Не только Дмитрию Ивановичу не спалось в эту ночь. Не спала и Настя, все ворошила свою жизнь, то и дело возвращаясь к тому дню, когда переступила порог загса. Платье на ней было белое как снег. Это запомнилось навсегда. Выкрав из родительского дома, Андрей несколько дней прятал ее у своих друзей в Белозерке и, только раздобыв платье и фату, повел в загс…
Задремала лишь перед рассветом. Закрыла на какой-то миг глаза, тут же проснулась и испугалась, что опоздает к автобусу на Белозерку.
Во сне время проходит и медленно, и быстро. Ночью тени удлиняются, полутонов нет — только черное да белое, и в тех контрастах рисовались она и он: она — белая Настя, он — черный Андрей, в том же черном костюме, в котором вел ее под венец.
Стоило ей сомкнуть веки, как Андрей начинал смотреть на нее с такой любовью, таким нежным взглядом, что она млела от счастья. Этот взгляд согревал сладким теплом, размягчал душу и тело, делал ее невесомой, и она словно таяла от своего счастья, становилась белым-белым облачком и плыла в ясном небе… И тут же в следующий миг сердце ее сжималось от боли, потому что взгляд у Андрея уже был такой лютый, что ее пробирал мороз.
А еще ей снилась Лизка, растрепанная как ведьма. Она протягивала к ней свои костлявые руки, слепила желтыми глазищами и, вцепившись в горло, душила…
Свой сон Настя вспомнила, остановившись на минуту перед высоким светло-серым зданием Управления внутренних дел. И не только этот сон, но и утренний разговор с мужем, после которого решила поехать в Херсон.
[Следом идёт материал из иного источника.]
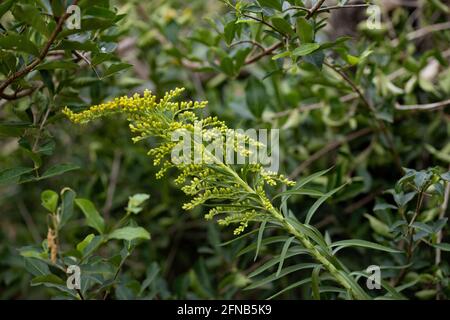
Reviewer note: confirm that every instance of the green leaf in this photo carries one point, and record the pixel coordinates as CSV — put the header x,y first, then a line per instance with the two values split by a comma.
x,y
305,49
58,169
30,15
57,64
229,31
286,271
47,279
135,201
274,4
283,254
93,218
281,55
129,233
36,266
362,243
49,200
282,25
379,226
305,30
307,192
86,241
256,96
5,6
308,179
321,200
92,245
67,198
260,235
442,246
290,287
18,43
227,66
12,175
315,282
114,68
293,251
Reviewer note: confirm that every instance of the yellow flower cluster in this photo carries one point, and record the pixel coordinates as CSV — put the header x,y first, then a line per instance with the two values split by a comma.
x,y
214,182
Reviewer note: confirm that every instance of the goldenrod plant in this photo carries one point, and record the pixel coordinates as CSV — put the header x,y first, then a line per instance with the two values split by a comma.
x,y
323,154
238,195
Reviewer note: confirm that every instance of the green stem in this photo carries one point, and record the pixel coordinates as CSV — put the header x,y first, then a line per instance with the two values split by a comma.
x,y
347,282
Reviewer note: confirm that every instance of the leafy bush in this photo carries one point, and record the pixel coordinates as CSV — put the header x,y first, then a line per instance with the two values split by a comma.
x,y
363,140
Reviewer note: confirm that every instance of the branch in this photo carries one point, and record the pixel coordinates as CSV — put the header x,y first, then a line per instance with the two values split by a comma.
x,y
423,107
314,9
326,149
254,43
379,123
266,52
358,5
30,67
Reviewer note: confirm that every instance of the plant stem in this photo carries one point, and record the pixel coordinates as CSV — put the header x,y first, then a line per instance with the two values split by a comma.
x,y
346,282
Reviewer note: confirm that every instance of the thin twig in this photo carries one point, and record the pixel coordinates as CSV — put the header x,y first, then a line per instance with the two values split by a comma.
x,y
315,9
423,107
263,22
266,52
256,44
81,56
442,212
379,123
30,67
115,169
326,149
358,5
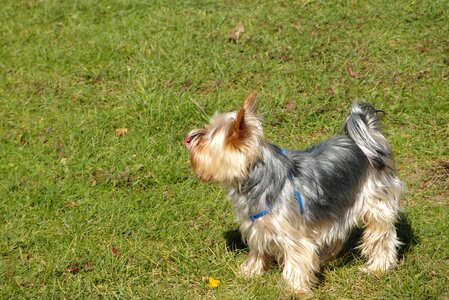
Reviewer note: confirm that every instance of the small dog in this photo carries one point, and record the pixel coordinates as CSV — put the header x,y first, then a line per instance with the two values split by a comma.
x,y
299,206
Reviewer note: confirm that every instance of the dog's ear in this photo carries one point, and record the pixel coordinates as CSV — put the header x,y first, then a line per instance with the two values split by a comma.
x,y
238,128
250,104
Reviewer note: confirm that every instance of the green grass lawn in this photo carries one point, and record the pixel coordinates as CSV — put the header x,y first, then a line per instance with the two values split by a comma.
x,y
85,213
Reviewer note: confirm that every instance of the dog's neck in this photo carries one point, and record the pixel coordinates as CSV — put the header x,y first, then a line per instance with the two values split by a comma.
x,y
265,181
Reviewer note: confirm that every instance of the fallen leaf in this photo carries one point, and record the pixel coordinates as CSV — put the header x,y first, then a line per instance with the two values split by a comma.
x,y
125,174
213,283
235,33
116,252
121,131
73,268
70,204
351,72
291,105
87,266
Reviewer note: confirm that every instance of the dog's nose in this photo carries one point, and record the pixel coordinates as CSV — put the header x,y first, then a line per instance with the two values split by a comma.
x,y
187,141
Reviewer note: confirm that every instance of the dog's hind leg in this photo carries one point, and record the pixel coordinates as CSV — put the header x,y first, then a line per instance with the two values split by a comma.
x,y
380,212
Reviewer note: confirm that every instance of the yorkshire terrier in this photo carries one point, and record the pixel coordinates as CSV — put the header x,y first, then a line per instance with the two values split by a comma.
x,y
299,206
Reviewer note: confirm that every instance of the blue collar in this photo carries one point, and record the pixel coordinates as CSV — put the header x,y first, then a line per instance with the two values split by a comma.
x,y
267,210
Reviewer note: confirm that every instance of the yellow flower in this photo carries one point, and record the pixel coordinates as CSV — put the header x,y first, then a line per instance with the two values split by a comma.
x,y
213,283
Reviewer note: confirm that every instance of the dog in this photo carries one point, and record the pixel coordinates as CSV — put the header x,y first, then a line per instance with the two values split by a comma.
x,y
298,207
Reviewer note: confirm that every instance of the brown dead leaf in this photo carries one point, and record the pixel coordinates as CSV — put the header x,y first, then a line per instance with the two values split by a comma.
x,y
116,252
70,204
291,105
73,268
125,174
121,131
236,32
87,266
351,71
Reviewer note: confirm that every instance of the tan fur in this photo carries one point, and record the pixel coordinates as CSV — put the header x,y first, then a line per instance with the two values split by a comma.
x,y
225,150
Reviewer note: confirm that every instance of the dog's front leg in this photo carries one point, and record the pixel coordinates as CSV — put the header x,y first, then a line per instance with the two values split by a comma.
x,y
300,262
256,263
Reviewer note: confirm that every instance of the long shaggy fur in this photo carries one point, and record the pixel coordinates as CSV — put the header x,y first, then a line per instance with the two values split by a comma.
x,y
343,181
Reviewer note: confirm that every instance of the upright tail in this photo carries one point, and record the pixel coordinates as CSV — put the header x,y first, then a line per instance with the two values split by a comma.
x,y
363,127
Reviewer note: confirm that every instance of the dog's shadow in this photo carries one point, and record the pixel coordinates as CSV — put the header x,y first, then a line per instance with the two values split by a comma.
x,y
349,251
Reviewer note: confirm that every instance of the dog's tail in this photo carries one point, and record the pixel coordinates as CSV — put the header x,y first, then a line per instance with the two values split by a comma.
x,y
363,127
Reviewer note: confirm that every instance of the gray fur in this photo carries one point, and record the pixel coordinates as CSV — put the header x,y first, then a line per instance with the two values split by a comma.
x,y
328,175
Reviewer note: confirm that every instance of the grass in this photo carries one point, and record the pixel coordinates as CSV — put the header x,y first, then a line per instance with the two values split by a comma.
x,y
89,214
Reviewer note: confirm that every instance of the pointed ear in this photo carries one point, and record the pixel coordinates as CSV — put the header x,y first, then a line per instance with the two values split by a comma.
x,y
239,129
250,104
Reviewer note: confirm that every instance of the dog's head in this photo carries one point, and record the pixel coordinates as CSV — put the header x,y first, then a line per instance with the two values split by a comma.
x,y
224,150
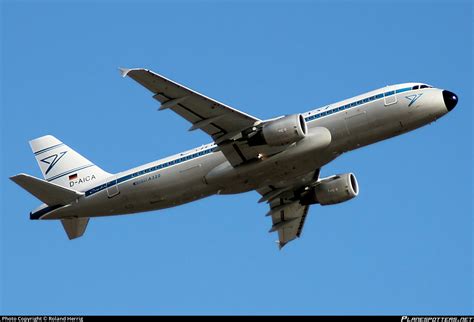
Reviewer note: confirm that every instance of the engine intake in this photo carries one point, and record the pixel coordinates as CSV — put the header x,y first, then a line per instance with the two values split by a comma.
x,y
283,131
332,190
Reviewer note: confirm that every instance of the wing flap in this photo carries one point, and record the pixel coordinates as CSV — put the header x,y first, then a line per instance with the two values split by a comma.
x,y
191,105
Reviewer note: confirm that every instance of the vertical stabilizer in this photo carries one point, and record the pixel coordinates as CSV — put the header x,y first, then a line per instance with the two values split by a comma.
x,y
63,166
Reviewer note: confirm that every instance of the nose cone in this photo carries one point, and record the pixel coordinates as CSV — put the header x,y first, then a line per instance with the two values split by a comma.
x,y
450,99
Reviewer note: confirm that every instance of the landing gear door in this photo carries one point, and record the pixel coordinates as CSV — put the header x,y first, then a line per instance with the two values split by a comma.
x,y
112,188
390,97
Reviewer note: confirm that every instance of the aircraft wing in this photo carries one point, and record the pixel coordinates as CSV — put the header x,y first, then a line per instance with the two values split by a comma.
x,y
215,118
288,214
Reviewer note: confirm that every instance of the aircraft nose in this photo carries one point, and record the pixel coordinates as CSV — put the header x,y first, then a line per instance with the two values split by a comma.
x,y
450,99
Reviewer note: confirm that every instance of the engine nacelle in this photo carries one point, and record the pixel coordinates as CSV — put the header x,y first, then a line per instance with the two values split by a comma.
x,y
283,131
333,190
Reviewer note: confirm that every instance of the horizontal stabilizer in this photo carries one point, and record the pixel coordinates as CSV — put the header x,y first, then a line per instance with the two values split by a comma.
x,y
49,193
75,227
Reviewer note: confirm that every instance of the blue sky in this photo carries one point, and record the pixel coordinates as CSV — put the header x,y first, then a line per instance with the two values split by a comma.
x,y
403,246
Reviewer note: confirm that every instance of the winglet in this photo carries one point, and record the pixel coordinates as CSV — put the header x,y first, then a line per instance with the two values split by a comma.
x,y
124,71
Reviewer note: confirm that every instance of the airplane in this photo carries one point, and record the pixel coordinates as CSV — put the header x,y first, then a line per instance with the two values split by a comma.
x,y
280,158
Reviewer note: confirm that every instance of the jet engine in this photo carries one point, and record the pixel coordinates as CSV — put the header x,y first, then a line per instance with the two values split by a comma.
x,y
282,131
332,190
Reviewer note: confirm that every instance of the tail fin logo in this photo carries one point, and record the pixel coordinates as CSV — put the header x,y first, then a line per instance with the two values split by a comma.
x,y
52,160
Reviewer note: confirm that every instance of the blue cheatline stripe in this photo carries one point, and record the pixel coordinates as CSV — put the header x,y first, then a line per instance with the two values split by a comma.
x,y
355,103
50,148
69,172
149,170
210,150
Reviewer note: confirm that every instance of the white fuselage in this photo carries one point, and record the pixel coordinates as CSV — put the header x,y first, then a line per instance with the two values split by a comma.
x,y
201,172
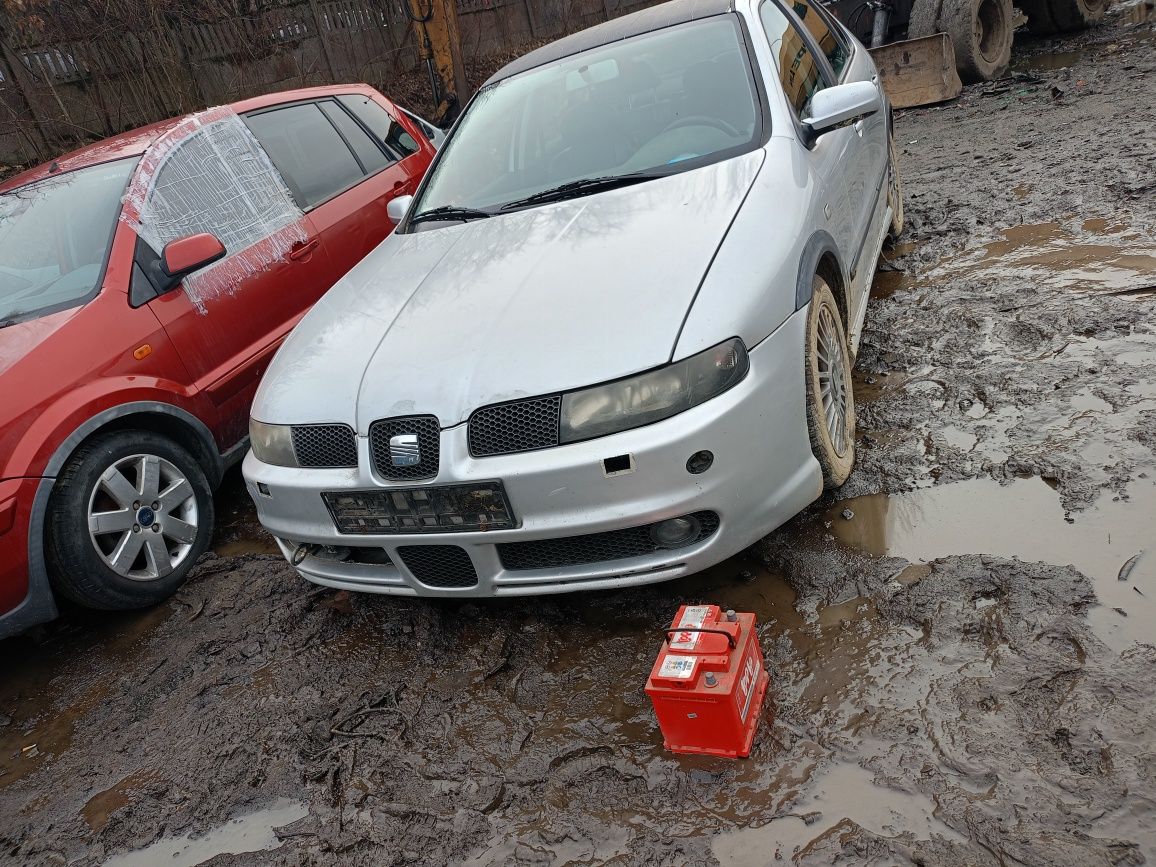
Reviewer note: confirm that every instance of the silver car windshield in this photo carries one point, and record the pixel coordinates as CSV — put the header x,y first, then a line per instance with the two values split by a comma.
x,y
658,103
54,238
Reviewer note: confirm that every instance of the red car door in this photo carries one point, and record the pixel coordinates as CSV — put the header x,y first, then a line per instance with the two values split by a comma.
x,y
227,321
390,157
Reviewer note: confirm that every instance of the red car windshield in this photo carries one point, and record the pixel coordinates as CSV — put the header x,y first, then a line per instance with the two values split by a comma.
x,y
54,238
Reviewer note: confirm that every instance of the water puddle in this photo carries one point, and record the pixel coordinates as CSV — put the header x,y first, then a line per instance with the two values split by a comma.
x,y
1050,254
1025,520
249,832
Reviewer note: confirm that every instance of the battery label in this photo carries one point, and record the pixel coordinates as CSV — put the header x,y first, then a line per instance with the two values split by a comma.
x,y
748,682
691,619
675,666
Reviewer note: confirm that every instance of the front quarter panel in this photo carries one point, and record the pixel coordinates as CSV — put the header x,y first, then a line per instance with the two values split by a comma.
x,y
750,287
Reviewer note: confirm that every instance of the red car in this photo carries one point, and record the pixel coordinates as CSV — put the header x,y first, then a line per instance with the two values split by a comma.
x,y
145,283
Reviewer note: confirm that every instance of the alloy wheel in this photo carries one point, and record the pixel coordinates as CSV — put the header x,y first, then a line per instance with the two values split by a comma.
x,y
832,383
142,517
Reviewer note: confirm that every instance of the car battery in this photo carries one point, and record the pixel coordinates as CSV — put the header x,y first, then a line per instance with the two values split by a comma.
x,y
709,682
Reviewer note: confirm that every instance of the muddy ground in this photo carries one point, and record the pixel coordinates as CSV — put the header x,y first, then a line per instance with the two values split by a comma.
x,y
958,674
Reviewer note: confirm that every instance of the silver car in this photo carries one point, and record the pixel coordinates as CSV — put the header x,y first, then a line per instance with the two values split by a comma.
x,y
610,340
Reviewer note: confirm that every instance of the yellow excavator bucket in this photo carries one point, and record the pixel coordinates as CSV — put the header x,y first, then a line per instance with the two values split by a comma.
x,y
918,72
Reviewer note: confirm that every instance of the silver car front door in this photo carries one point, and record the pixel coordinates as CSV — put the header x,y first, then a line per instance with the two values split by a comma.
x,y
802,72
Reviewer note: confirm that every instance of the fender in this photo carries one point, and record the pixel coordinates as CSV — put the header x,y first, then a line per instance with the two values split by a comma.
x,y
39,605
95,404
820,244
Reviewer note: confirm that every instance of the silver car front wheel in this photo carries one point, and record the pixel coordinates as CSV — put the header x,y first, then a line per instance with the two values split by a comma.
x,y
830,399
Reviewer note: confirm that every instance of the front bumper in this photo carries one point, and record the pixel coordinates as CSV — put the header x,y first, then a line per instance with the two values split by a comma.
x,y
26,598
763,474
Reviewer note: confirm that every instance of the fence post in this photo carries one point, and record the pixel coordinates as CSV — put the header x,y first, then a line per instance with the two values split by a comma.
x,y
39,142
325,43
Она не знала, как подступиться к Андрею со своей горькой обидой. Скрепя сердце хотела добиться только одного: спасти мужа от тюрьмы. Старалась избежать скандала и все решить тихо. Хотя в душе в последнее время все перевернулось; думала, что никогда не вернется к ней чувство покоя и умиротворения: Андрей стал постылым. Но решила все перетерпеть. Не верила, что он умышленно убил дядьку Петра, хотя и не исключала несчастного случая. Главное, считала, обстоятельства могут сложиться так, что, зацепив человека своими шестернями за краешек полы, затянут его целиком. Безжалостные шестерни, как думала Настя, уже тащили Андрея.
Спросила прямо:
«Ты был в ту ночь на воде?»
Его версия о поездке субботней ночью в Гопри с гостями начальника уже давно отпала.
«Дежурил. А почему ты спрашиваешь?»
«Значит, ты убил дядьку Петра?»
«Я не убивал».
«Но подозревают тебя».
«Это еще пусть докажут».
«И докажут. Ты не был в плавнях, а только расписался в журнале. Это я знаю. Но им ты ничего не докажешь…»
«Я дежурил».
Он избегал ее решительного взгляда, прятал глаза и не хотел продолжения разговора.
«Я все знаю. Ты давно меня обманывал с этой Лизкой… — Настя едва сдержалась, чтобы не назвать ее так, как того просила душа. — Но если уж так, то пойди признайся. Это тебя спасет».
«Мне признаваться не в чем».
«Ты ночевал у нее, и она это подтвердит».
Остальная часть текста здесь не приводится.